Re-inventing Europe and building the future of the Union
The initiative by French President Emmanuel Macron is a wind of change in Europe and a welcome movement towards relaunching the European Project. André Flahaut explains why Belgium should seize the opportunity.
For a long time, Europe has been in need of a second wind. The French President’s recent initiative should be seen as a key part of this―a welcome new movement towards relaunching the European project. Belgium must grasp this opportunity: to stem our lack of unity, stop our navel-gazing, and counter the rise of populism.
Emmanuel Macron’s speech delivered on 26 September lives up to the way Europe sees itself: its grandeur and its history, but also the problems it faces.
Immigration, Brexit, defence, co-existence, employment, climate change, the digital transition, social justice, the single currency, and so forth: the challenges before us are numerous and of major importance.

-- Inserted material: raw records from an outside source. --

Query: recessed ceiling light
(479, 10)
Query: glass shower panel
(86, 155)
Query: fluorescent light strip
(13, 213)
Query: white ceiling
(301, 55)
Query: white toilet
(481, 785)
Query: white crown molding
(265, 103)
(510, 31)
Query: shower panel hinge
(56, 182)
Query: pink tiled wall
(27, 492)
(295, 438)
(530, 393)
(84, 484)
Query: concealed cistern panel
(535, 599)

We must face them responsibly, without recourse to the old routines or sad obsessions which continually blind us.
Questioning Europe, in order to give it new meaning
Emmanuel Macron’s appeal offers an opportunity for Europe to regenerate itself, leaving behind the doubts and blockages we know all too well. In order for the initial spirit, the spirit of Europe’s founding fathers, may continue to live and make us dream, it is up to us to reinvent it.
Above all, we must restore real links between those who govern and citizens. The former could indeed not go on building Europe without acknowledging the viewpoint of the latter and of their―sometimes contradictory―aspirations. It is true that the trust of the European peoples is indispensable―without it, nothing is possible.

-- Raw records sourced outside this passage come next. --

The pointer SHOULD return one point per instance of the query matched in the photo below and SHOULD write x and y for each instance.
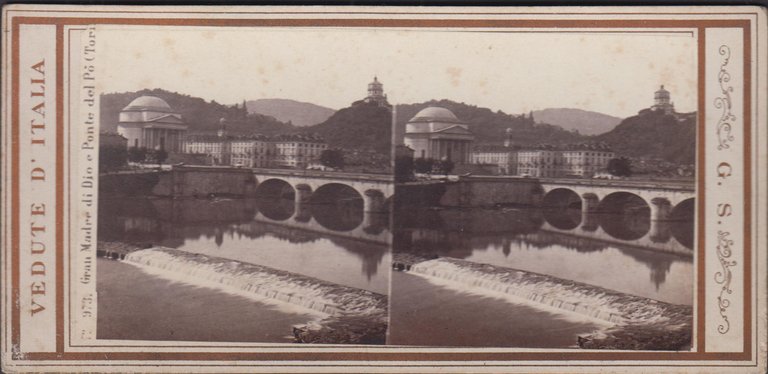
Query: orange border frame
(60, 353)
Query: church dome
(435, 114)
(152, 103)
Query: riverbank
(347, 315)
(637, 322)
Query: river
(338, 244)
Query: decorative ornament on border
(725, 136)
(725, 123)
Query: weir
(311, 293)
(569, 296)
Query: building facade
(253, 151)
(662, 101)
(297, 151)
(149, 122)
(376, 93)
(438, 134)
(573, 160)
(585, 160)
(110, 139)
(217, 149)
(503, 157)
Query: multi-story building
(297, 151)
(505, 158)
(585, 160)
(540, 162)
(253, 151)
(217, 149)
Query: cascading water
(296, 289)
(569, 296)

We must not hesitate to ask the question: what kind of Europe do we want to build? More than ever we must imagine it as a project for the future. Let us try to face criticism square on, without any taboos. Fear, the flight forward and bureaucratic inflation are not the answer.
We must restore real links between those who govern and citizens.
In any case, we should not focus so much on explaining Europe, its machinery and its institutions, but rather on giving Europe a real substance, relevance and taste. A sense of direction, one that can excite the peoples of Europe in their diversity.
No doubt, these days Europe as a project has lost the obvious attraction it had in the eyes of all who experienced the ruins of the immediate post-war period.
The―mistaken―perception that the peace and prosperity we live in is here to stay saps our will to engage in strengthening the bonds that unite us. It is therefore our task to draw the conclusion and build together the Europe of tomorrow, one that is reconciled with itself.
Sense of shared values and future
That said, most of the French president’s proposals are not really new. For a long time, we, Belgian Socialists, have been trying to promote them and explain the immense potential they hold.
Let us however hail the courage of the new tenant of the Élysée Palace and his lucidity, which so often is lacking in European decision makers. Let us acknowledge his desire to change things and to get Europe out of this bad situation.
Thus, he points to a number of tests, present and future, and invites to find political answers, rather than technical ones. He is fully aware that European jargon is fundamentally incapable of persuading hearts and minds.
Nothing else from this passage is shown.